Unbiased Estimation

\[ \newcommand{\cB}{\mathcal{B}} \newcommand{\cF}{\mathcal{F}} \newcommand{\cN}{\mathcal{N}} \newcommand{\cP}{\mathcal{P}} \newcommand{\cX}{\mathcal{X}} \newcommand{\EE}{\mathbb{E}} \newcommand{\PP}{\mathbb{P}} \newcommand{\RR}{\mathbb{R}} \newcommand{\ZZ}{\mathbb{Z}} \newcommand{\td}{\,\textrm{d}} \newcommand{\simiid}{\stackrel{\textrm{i.i.d.}}{\sim}} \newcommand{\simind}{\stackrel{\textrm{ind.}}{\sim}} \newcommand{\eqas}{\stackrel{\textrm{a.s.}}{=}} \newcommand{\eqPas}{\stackrel{\cP\textrm{-a.s.}}{=}} \newcommand{\eqmuas}{\stackrel{\mu\textrm{-a.s.}}{=}} \newcommand{\eqD}{\stackrel{D}{=}} \newcommand{\indep}{\perp\!\!\!\!\perp} \DeclareMathOperator*{\minz}{minimize\;} \DeclareMathOperator*{\maxz}{maximize\;} \DeclareMathOperator*{\argmin}{argmin\;} \DeclareMathOperator*{\argmax}{argmax\;} \newcommand{\Var}{\textnormal{Var}} \newcommand{\Cov}{\textnormal{Cov}} \newcommand{\Corr}{\textnormal{Corr}} \newcommand{\ep}{\varepsilon} \]

1 Unbiased Estimation

Recall from Lecture 2 that we had two primary strategies to choose an estimator:

Summarize the risk function by a scalar (average or supremum)
Restrict attention to a smaller class of estimators

Today we’ll discuss unbiased estimation, which is an example of the second strategy. That is, if \(g(\theta)\) is our estimand, we will require that \(\EE_\theta \delta = g(\theta)\) for all \(\theta\)
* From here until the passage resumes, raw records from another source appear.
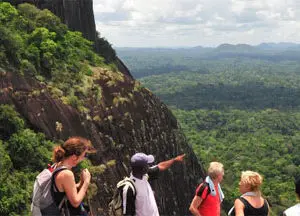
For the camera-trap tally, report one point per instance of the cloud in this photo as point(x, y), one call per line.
point(197, 22)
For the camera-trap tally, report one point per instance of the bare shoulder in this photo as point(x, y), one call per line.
point(238, 203)
point(65, 175)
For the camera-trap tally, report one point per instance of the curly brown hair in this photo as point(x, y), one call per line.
point(72, 146)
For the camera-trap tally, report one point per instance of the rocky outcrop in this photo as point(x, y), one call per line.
point(128, 119)
point(124, 119)
point(78, 16)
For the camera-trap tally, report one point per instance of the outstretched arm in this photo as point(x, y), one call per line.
point(166, 164)
point(195, 205)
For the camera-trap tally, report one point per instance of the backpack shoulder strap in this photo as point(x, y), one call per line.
point(201, 189)
point(53, 185)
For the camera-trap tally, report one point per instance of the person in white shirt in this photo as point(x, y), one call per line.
point(144, 204)
point(294, 210)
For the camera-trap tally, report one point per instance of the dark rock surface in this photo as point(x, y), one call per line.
point(128, 119)
point(142, 123)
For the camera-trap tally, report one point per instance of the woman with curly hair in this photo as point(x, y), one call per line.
point(67, 156)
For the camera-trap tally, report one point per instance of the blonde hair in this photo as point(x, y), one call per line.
point(252, 179)
point(215, 169)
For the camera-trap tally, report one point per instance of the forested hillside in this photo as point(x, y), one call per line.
point(236, 104)
point(53, 86)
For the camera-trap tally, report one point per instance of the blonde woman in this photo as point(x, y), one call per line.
point(251, 202)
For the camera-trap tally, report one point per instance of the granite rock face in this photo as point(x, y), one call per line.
point(118, 130)
point(128, 119)
point(78, 15)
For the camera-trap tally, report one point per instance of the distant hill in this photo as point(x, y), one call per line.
point(144, 62)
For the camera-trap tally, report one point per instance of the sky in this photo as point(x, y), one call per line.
point(189, 23)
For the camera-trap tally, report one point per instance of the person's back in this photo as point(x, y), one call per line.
point(255, 205)
point(68, 155)
point(209, 195)
point(294, 210)
point(144, 204)
point(251, 202)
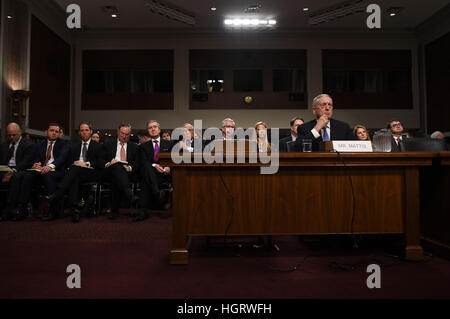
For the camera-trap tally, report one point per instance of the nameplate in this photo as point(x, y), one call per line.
point(352, 146)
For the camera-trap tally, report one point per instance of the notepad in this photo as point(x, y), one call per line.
point(38, 170)
point(5, 168)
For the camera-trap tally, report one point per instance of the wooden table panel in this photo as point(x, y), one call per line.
point(302, 198)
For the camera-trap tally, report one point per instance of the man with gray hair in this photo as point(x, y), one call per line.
point(155, 178)
point(122, 165)
point(16, 156)
point(324, 127)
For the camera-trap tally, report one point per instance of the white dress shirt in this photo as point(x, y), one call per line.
point(317, 134)
point(81, 151)
point(12, 161)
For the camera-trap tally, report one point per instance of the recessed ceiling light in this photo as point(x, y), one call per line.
point(249, 23)
point(393, 11)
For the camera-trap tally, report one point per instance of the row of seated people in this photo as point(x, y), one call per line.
point(62, 168)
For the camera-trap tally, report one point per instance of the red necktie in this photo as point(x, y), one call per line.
point(123, 156)
point(11, 152)
point(49, 153)
point(155, 158)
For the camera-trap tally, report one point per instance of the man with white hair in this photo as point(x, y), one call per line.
point(155, 178)
point(324, 127)
point(16, 156)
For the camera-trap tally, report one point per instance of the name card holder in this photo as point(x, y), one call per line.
point(352, 146)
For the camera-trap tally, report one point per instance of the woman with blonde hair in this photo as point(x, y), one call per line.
point(261, 137)
point(361, 133)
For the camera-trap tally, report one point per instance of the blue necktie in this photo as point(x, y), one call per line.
point(325, 136)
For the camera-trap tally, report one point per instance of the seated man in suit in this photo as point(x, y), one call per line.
point(49, 164)
point(189, 140)
point(397, 134)
point(17, 154)
point(122, 166)
point(294, 123)
point(154, 176)
point(324, 127)
point(228, 127)
point(85, 162)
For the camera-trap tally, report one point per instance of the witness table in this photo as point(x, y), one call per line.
point(310, 194)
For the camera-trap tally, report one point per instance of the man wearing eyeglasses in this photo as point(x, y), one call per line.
point(155, 178)
point(397, 130)
point(16, 156)
point(324, 127)
point(122, 165)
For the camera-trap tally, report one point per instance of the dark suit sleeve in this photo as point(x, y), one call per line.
point(99, 156)
point(349, 133)
point(61, 159)
point(304, 132)
point(25, 161)
point(37, 153)
point(133, 157)
point(146, 153)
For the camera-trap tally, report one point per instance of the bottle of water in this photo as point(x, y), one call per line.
point(382, 140)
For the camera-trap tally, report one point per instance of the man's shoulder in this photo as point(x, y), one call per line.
point(26, 143)
point(339, 123)
point(311, 124)
point(286, 139)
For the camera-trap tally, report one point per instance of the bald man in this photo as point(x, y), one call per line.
point(16, 153)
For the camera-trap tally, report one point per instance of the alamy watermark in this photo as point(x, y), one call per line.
point(241, 146)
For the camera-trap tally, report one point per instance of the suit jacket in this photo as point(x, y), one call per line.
point(61, 150)
point(338, 130)
point(24, 154)
point(110, 150)
point(93, 155)
point(147, 151)
point(394, 146)
point(283, 142)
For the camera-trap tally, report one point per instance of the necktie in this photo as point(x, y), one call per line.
point(84, 152)
point(49, 153)
point(155, 158)
point(11, 151)
point(325, 136)
point(123, 155)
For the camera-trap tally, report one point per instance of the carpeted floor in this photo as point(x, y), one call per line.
point(122, 259)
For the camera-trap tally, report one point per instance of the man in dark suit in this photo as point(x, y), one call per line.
point(49, 165)
point(85, 162)
point(397, 134)
point(324, 127)
point(155, 177)
point(294, 123)
point(122, 165)
point(189, 142)
point(17, 154)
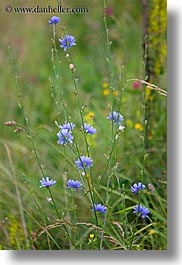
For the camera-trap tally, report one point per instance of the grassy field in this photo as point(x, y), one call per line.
point(39, 91)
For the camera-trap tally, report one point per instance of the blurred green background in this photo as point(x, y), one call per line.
point(29, 36)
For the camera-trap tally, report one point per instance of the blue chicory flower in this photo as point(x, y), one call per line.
point(46, 182)
point(67, 41)
point(88, 129)
point(136, 187)
point(74, 184)
point(100, 208)
point(69, 126)
point(142, 210)
point(64, 136)
point(54, 19)
point(84, 161)
point(116, 117)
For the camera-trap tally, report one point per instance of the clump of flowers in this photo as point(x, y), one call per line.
point(46, 182)
point(67, 41)
point(116, 117)
point(67, 125)
point(139, 127)
point(54, 20)
point(84, 161)
point(88, 128)
point(64, 136)
point(100, 208)
point(143, 211)
point(136, 187)
point(73, 184)
point(136, 84)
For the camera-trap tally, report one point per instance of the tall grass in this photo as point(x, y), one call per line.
point(97, 212)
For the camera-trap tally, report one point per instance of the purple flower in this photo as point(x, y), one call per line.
point(84, 161)
point(88, 129)
point(136, 187)
point(142, 210)
point(74, 184)
point(116, 117)
point(69, 126)
point(46, 182)
point(64, 136)
point(67, 41)
point(54, 19)
point(100, 208)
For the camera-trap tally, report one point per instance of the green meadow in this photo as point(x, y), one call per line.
point(42, 86)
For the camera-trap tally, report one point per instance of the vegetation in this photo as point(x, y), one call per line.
point(101, 81)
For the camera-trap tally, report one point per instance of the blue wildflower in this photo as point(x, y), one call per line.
point(67, 41)
point(84, 161)
point(73, 184)
point(64, 136)
point(142, 210)
point(69, 126)
point(88, 129)
point(46, 182)
point(136, 187)
point(100, 208)
point(54, 19)
point(116, 117)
Unbiased estimation is especially convenient in models with a complete sufficient statistic \(T(X)\). In that case:

There is at most one unbiased estimator of the form \(\delta(T(X))\), because if \(\delta_1, \delta_2(T)\) are both unbiased, then \(\delta_1 \eqas \delta_2\)
If an unbiased estimator exists, it uniformly minimizes risk for any convex loss function

2 Convex Loss Functions

Recall \(f(y)\) is convex if for all \(x_1, x_2\) and all \(\gamma \in [0,1]\):

\[f(\gamma x_1 + (1-\gamma)x_2) \leq \gamma f(x_1) + (1-\gamma) f(x_2)\] \(f\) is strictly convex if the inequality is strict unless \(x_1 = x_2\).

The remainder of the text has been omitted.